Cha Yonghan, Seo Sung Hyo, Kim Jung-Taek, Kim Jin-Woo, Lee Sang-Yeob, Yoo Jun-Il
Department of Orthopaedic Surgery, Daejeon Eulji Medical Center, Eulji University School of Medicine, Daejeon, Korea.
Department of Biomedical Research Institute, Gyeongsang National University Hospital, Jinju, Korea.
J Bone Metab. 2023 Aug;30(3):263-273. doi: 10.11005/jbm.2023.30.3.263. Epub 2023 Aug 31.
The purpose of this study was to verify the accuracy and validity of using machine learning (ML) to select risk factors, to discriminate differences in feature selection by ML between men and women, and to develop predictive models for patients with osteoporosis in a big database.
The data on 968 observed features from a total of 3,484 the Korea National Health and Nutrition Examination Survey participants were collected.

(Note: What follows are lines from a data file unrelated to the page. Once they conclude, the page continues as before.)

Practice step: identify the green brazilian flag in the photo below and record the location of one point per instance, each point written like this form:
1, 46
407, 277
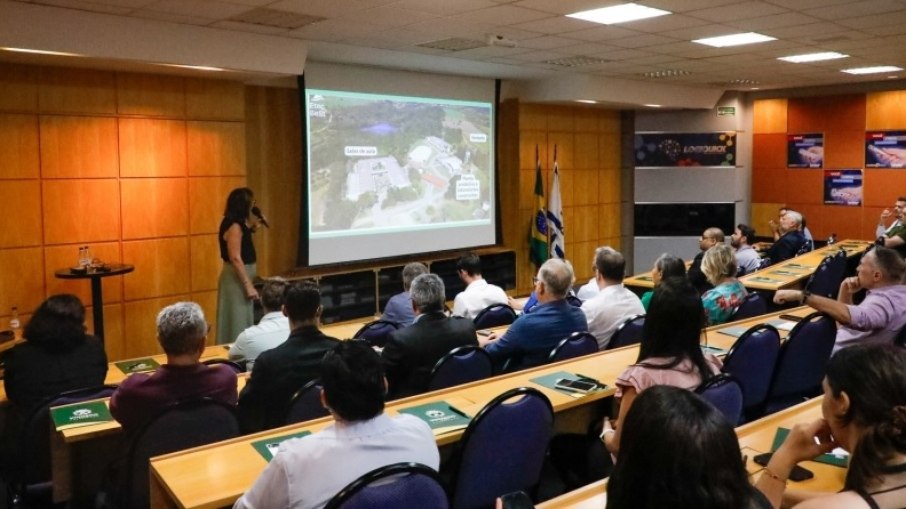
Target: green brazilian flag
538, 236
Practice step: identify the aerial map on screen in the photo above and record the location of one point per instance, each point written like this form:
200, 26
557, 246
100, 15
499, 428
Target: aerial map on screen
381, 163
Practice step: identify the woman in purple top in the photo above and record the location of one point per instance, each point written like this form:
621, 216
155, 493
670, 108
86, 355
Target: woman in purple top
670, 353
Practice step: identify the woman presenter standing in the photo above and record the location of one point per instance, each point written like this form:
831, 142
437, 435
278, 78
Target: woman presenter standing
236, 293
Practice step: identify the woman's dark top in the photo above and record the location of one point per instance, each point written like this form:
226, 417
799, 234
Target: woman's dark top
247, 250
34, 374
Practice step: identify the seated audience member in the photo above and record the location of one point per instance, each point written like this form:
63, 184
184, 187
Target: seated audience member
665, 266
181, 331
57, 356
478, 294
411, 352
283, 370
777, 231
791, 238
271, 331
719, 266
679, 452
530, 339
399, 307
670, 353
864, 412
710, 238
879, 317
893, 236
614, 303
747, 257
308, 471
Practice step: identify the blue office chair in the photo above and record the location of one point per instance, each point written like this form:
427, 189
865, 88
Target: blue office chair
628, 333
753, 306
494, 315
503, 448
828, 276
306, 404
461, 365
377, 332
180, 426
31, 484
751, 361
724, 392
393, 486
802, 362
576, 345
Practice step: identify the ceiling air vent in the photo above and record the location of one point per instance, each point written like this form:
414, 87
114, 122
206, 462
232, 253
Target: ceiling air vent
453, 44
274, 18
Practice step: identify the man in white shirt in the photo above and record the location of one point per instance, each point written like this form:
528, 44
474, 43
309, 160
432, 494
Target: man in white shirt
746, 256
614, 303
271, 331
478, 294
308, 471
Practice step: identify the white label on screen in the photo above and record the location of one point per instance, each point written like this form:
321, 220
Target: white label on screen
353, 151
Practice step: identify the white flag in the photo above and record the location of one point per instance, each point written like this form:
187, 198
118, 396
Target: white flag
555, 215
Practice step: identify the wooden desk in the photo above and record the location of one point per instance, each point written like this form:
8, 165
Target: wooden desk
754, 438
795, 270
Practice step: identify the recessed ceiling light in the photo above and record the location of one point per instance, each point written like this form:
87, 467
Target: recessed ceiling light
735, 39
813, 57
196, 67
41, 52
618, 14
872, 70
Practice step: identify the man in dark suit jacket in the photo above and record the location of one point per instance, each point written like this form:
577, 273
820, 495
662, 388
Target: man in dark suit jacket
411, 352
283, 370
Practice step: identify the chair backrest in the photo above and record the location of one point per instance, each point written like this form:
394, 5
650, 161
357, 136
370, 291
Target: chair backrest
753, 305
628, 333
461, 365
725, 393
393, 486
306, 404
576, 345
376, 333
180, 426
33, 442
751, 361
494, 315
503, 448
827, 278
802, 362
226, 362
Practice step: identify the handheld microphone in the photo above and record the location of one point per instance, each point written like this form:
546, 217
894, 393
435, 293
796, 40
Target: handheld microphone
260, 216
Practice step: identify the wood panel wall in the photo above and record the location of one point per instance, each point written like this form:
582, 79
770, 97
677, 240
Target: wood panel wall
588, 153
843, 119
136, 166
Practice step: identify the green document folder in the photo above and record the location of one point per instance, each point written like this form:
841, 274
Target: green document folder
441, 416
267, 448
137, 365
80, 414
838, 457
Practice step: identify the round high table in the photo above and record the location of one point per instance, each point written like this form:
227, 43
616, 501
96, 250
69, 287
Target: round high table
97, 298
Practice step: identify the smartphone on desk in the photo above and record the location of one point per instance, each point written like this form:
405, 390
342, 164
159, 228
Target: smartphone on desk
582, 386
797, 474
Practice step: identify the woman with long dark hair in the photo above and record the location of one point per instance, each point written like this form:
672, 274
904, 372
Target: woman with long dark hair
670, 352
679, 452
236, 291
864, 412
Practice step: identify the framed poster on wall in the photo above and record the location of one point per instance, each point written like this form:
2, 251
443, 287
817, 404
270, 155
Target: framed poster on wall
843, 187
805, 150
665, 150
885, 149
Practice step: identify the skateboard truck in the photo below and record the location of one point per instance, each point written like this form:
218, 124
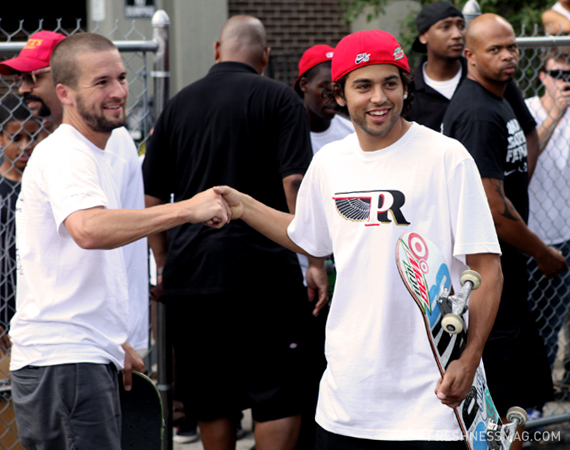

To find preliminary features that were well-related to osteoporosis, logistic regression, random forest, gradient boosting, adaptive boosting, and support vector machine were used.
In osteoporosis feature selection by 5 ML models in this study, the most selected variables as risk factors in men and women were body mass index, monthly alcohol consumption, and dietary surveys. However, differences between men and women in osteoporosis feature selection by ML models were age, smoking, and blood glucose level. The receiver operating characteristic (ROC) analysis revealed that the area under the ROC curve for each ML model was not significantly different for either gender.
ML performed a feature selection of osteoporosis, considering hidden differences between men and women. The present study considers the preprocessing of input data and the feature selection process as well as the ML technique to be important factors for the accuracy of the osteoporosis prediction model.
本研究的目的是验证使用机器学习(ML)选择风险因素的准确性和有效性,辨别ML在男性和女性之间进行特征选择的差异,并在一个大型数据库中为骨质疏松症患者开发预测模型。
收集了来自韩国国家健康与营养检查调查的3484名参与者的968个观察特征的数据。为了找到与骨质疏松症密切相关的初步特征,使用了逻辑回归、随机森林、梯度提升、自适应提升和支持向量机。
在本研究中通过5种ML模型进行骨质疏松症特征选择时,男性和女性中作为风险因素被选中最多的变量是体重指数、每月饮酒量和饮食调查。然而,ML模型在骨质疏松症特征选择上男性和女性之间的差异在于年龄、吸烟和血糖水平。受试者工作特征(ROC)分析显示,每个ML模型的ROC曲线下面积在两种性别中均无显著差异。
ML在考虑男性和女性之间潜在差异的情况下对骨质疏松症进行了特征选择。本研究认为输入数据的预处理、特征选择过程以及ML技术是骨质疏松症预测模型准确性的重要因素。